The resulting heatmaps were overlaid on the original radiographs to confirm that the model attended primarily to fracture-relevant bone regions. The role of the explainability analysis in this study is not to introduce novel XAI algorithms but to serve two specific functional purposes: first, to verify that the dual-path hybrid model attends to clinically meaningful anatomy rather than background artifacts or acquisition markers, which is a necessary quality check for any model intended for clinical decision support; and second, to provide cross-validated interpretation by comparing gradient-based maps from Grad-CAM and Grad-CAM++ with perturbation-based maps from occlusion sensitivity, so that convergent regions can be identified with higher confidence than any single method would allow. These two purposes are directly relevant to clinical trustworthiness and are not served by the single-method XAI approaches used in most prior studies on the MURA dataset.

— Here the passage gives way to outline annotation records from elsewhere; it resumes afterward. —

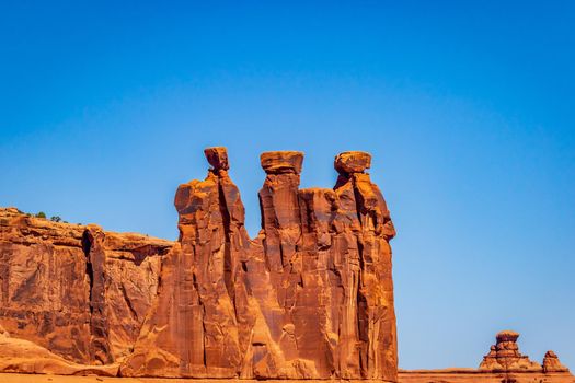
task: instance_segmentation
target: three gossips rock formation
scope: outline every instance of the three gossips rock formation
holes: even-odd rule
[[[225,148],[179,187],[180,239],[123,375],[257,379],[398,376],[393,224],[365,170],[335,159],[333,189],[299,189],[300,152],[266,152],[262,230],[250,240]]]
[[[301,152],[263,153],[253,240],[226,149],[205,154],[207,177],[175,194],[175,242],[0,208],[0,372],[575,383],[509,330],[479,370],[398,372],[395,230],[368,153],[338,154],[335,186],[306,189]]]

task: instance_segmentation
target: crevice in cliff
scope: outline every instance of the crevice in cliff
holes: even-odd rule
[[[218,179],[219,181],[219,179]],[[230,297],[230,300],[234,302],[235,292],[233,289],[234,285],[234,267],[232,254],[231,254],[231,216],[230,211],[228,210],[228,204],[226,202],[226,194],[223,193],[223,188],[221,186],[221,183],[218,182],[218,205],[220,209],[222,225],[223,225],[223,283],[226,285],[226,290],[228,290],[228,295]],[[235,311],[235,304],[233,304],[233,309]],[[237,313],[235,313],[237,314]]]
[[[88,277],[89,290],[88,290],[88,305],[90,307],[90,316],[94,312],[94,306],[92,304],[92,290],[94,288],[94,269],[92,267],[92,262],[90,259],[90,251],[92,248],[92,241],[90,240],[90,234],[88,230],[82,234],[82,251],[85,255],[85,276]]]
[[[138,313],[136,312],[136,310],[134,310],[134,306],[131,305],[131,301],[128,297],[128,293],[126,291],[126,288],[124,287],[124,285],[120,285],[119,286],[119,290],[122,291],[122,297],[124,298],[124,301],[126,302],[126,305],[128,306],[128,310],[131,314],[131,317],[135,320],[135,321],[138,321]]]

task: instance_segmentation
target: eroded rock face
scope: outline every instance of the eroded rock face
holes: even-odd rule
[[[302,190],[302,153],[262,154],[253,241],[225,149],[206,158],[206,179],[177,189],[179,244],[122,374],[396,381],[395,231],[369,154],[340,155],[334,189]]]
[[[139,335],[171,246],[0,209],[0,325],[46,355],[113,364]]]

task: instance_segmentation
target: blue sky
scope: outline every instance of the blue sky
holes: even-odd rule
[[[571,1],[0,2],[0,206],[175,239],[226,146],[260,227],[267,150],[373,154],[400,367],[475,367],[496,332],[575,369]]]

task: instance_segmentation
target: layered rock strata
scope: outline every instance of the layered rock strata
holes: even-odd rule
[[[0,326],[61,360],[130,353],[173,243],[0,209]],[[5,346],[4,350],[8,350]],[[7,351],[8,352],[8,351]]]
[[[342,153],[333,189],[299,189],[303,154],[262,154],[262,230],[250,240],[223,148],[179,187],[180,239],[123,375],[396,381],[389,241],[365,172]]]

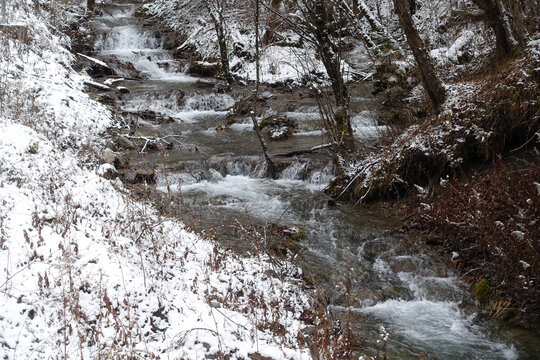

To provide a quantitative measure of cross-method agreement, pairwise Spearman rank correlations were computed between the three heatmap activation maps (Grad-CAM, Grad-CAM++, and occlusion sensitivity) for each test sample and averaged across all body parts. This metric quantifies whether the three methods consistently identify the same image regions as important, without requiring pixel-level fracture annotations. Higher correlation between gradient-based and perturbation-based methods specifically indicates that highlighted regions are not only visually salient but also functionally important for the model’s prediction.
The explainability analysis in this study is qualitative rather than quantitative. A quantitative overlap metric such as the Dice Similarity Coefficient between heatmap activation regions and annotated fracture locations, as used by Lysdahlgaard [
14], could not be computed because pixel-level fracture annotations are not available in the MURA dataset. The MURA dataset provides only study-level normal or abnormal labels without bounding box or segmentation annotations. Conducting a quantitative XAI evaluation would therefore require either a separate annotated dataset or an independent clinical reader study, both of which are identified as future work directions.